The National Education Policy Center’s (NEPC) 18th Annual Report on Schoolhouse Commercialism Trends, “Learning to be Watched: Surveillance Culture at School,” examines how “the policies that enable and encourage these practices connect today’s children and adolescents to monitoring and to marketers.”
Students who are continually instructed to go online are being shown by schools that it is normal to be under constant surveillance from these enterprises.
“Parents are very concerned about how their children’s personal data is being outsourced to ed tech companies, who are using the data for commercial purposes and tracking them online,” said Leonie Haimson, co-chair of the Parent Coalition for Student Privacy.
For example, Google and Facebook are widely used by schools and both “spend millions of dollars to influence lawmaking and keep regulation at bay,” said the report.
As schools partner with enterprises for free technology, educational materials, or funding, the enterprises collect data from students’ online activity.
“No teacher should sign up for any data-mining product until and unless it’s been carefully vetted for its privacy and security standards, and parents closely consulted about the potential risks as well as benefits for its use,” said Haimson.
Digital technology in education continues to grow.

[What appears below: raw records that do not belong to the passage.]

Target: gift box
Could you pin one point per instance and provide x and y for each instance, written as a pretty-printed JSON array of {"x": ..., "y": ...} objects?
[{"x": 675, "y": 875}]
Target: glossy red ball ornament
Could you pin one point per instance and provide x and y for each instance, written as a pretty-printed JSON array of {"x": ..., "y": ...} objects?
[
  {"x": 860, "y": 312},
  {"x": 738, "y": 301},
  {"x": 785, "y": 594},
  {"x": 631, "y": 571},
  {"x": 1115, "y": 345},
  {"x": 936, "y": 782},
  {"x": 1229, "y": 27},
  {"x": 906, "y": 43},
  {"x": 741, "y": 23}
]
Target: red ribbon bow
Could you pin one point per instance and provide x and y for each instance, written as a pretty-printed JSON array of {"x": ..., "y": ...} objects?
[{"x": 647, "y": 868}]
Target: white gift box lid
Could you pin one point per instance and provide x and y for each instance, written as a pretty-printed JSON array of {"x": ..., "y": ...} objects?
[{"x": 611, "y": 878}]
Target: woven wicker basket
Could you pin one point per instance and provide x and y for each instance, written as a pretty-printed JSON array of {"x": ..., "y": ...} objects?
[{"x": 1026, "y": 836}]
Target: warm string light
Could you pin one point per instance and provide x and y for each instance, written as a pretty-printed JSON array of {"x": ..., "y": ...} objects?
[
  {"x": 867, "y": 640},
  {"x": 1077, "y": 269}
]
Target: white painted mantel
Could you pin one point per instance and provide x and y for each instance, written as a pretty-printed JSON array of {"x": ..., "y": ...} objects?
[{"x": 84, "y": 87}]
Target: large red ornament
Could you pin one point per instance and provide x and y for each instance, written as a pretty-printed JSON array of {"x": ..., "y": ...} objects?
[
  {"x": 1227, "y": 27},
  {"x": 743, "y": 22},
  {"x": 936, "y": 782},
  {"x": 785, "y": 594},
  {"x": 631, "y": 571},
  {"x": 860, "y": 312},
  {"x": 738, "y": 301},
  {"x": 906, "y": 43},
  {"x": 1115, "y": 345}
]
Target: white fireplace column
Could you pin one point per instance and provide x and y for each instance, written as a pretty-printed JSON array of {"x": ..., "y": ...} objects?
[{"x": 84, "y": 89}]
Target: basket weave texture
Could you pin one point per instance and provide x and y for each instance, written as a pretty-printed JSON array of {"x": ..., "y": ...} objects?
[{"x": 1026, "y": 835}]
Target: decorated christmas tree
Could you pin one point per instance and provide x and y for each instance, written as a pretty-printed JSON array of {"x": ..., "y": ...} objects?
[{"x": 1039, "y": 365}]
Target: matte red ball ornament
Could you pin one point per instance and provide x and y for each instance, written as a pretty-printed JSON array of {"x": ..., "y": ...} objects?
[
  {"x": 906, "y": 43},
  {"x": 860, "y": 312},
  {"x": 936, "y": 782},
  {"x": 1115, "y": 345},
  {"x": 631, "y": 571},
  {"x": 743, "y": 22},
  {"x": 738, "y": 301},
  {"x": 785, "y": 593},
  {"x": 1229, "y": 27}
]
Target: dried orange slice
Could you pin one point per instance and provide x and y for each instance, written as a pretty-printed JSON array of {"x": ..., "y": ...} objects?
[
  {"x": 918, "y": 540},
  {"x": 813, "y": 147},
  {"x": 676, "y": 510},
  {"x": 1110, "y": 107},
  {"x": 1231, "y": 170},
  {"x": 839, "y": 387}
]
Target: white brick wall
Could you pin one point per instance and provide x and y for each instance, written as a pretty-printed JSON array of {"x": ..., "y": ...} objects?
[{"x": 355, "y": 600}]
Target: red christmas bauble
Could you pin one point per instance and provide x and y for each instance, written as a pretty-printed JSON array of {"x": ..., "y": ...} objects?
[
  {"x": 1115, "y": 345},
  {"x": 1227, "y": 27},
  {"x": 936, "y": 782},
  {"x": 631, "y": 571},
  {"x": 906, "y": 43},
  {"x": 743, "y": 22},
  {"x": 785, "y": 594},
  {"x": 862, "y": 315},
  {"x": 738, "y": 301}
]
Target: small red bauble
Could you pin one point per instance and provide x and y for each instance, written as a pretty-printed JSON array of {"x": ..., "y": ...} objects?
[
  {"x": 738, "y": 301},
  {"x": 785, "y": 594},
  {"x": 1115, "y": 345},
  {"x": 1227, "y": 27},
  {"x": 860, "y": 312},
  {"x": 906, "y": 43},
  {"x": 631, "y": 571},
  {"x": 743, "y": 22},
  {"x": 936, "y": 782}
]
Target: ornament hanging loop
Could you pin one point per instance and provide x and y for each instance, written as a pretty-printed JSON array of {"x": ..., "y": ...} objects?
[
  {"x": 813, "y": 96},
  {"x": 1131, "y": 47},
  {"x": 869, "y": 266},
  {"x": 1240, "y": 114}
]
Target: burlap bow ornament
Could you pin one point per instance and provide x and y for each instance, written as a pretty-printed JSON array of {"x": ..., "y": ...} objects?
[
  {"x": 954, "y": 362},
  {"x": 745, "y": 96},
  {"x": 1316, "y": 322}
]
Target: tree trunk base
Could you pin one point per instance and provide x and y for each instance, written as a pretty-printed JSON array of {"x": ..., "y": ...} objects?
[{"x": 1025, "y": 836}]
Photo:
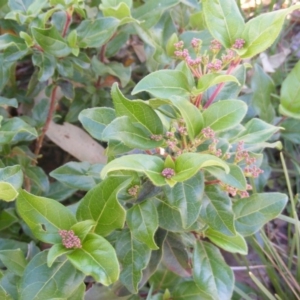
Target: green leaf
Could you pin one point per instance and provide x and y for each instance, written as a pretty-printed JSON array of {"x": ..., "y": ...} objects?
[
  {"x": 16, "y": 130},
  {"x": 224, "y": 20},
  {"x": 51, "y": 41},
  {"x": 7, "y": 218},
  {"x": 14, "y": 260},
  {"x": 217, "y": 212},
  {"x": 233, "y": 244},
  {"x": 169, "y": 216},
  {"x": 134, "y": 257},
  {"x": 291, "y": 130},
  {"x": 188, "y": 164},
  {"x": 290, "y": 93},
  {"x": 211, "y": 273},
  {"x": 209, "y": 80},
  {"x": 191, "y": 115},
  {"x": 137, "y": 111},
  {"x": 119, "y": 12},
  {"x": 7, "y": 192},
  {"x": 45, "y": 217},
  {"x": 151, "y": 166},
  {"x": 186, "y": 197},
  {"x": 56, "y": 251},
  {"x": 8, "y": 102},
  {"x": 189, "y": 290},
  {"x": 256, "y": 131},
  {"x": 131, "y": 135},
  {"x": 99, "y": 203},
  {"x": 231, "y": 90},
  {"x": 262, "y": 86},
  {"x": 261, "y": 32},
  {"x": 253, "y": 212},
  {"x": 235, "y": 177},
  {"x": 12, "y": 175},
  {"x": 79, "y": 175},
  {"x": 113, "y": 68},
  {"x": 142, "y": 219},
  {"x": 95, "y": 33},
  {"x": 41, "y": 282},
  {"x": 8, "y": 40},
  {"x": 175, "y": 256},
  {"x": 96, "y": 258},
  {"x": 164, "y": 84},
  {"x": 224, "y": 115},
  {"x": 95, "y": 120}
]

The Education Technology Industry Network of the Software & Industry Information Association reported the PreK-12 nonhardware education technology market is more than $8 billion.
Yet the Department of Education “encourages the use of massive data sets to facilitate technological innovation that promises to improve ‘deeper learning,’ assessment, and support systems,” the report said.
However, schools are unaware of how these data sets could be used in the future, or how enterprises are using this information to target their ads.
“Student data is also being used to produce predictive algorithms that could hamper their future success,” said Haimson. “There needs to be far stronger legal protections at every level: school, district, state, and Federal.”
Big data practices pose threats to students’ physical and psychological well-being, according to the report. An increase of food-focused ads can negatively affect their physical well-being, while other ads can lead to “heightened insecurity….displacement of values…and distorted gender socialization.”
While the report acknowledges education will continue to use technology, it offers the following recommendations:
- Policymakers should enact enforceable legislation rather than rely on industry self-regulation to protect student privacy.
- Policies need to protect the privacy of educational records and student data.
- Policymakers should try to eliminate incentives that encourage parents, teachers, and administrations to sacrifice student privacy in an effort for increased finance support.
- Review contracts with educational technology providers to check if the contract enables monitoring of students for commercial gain.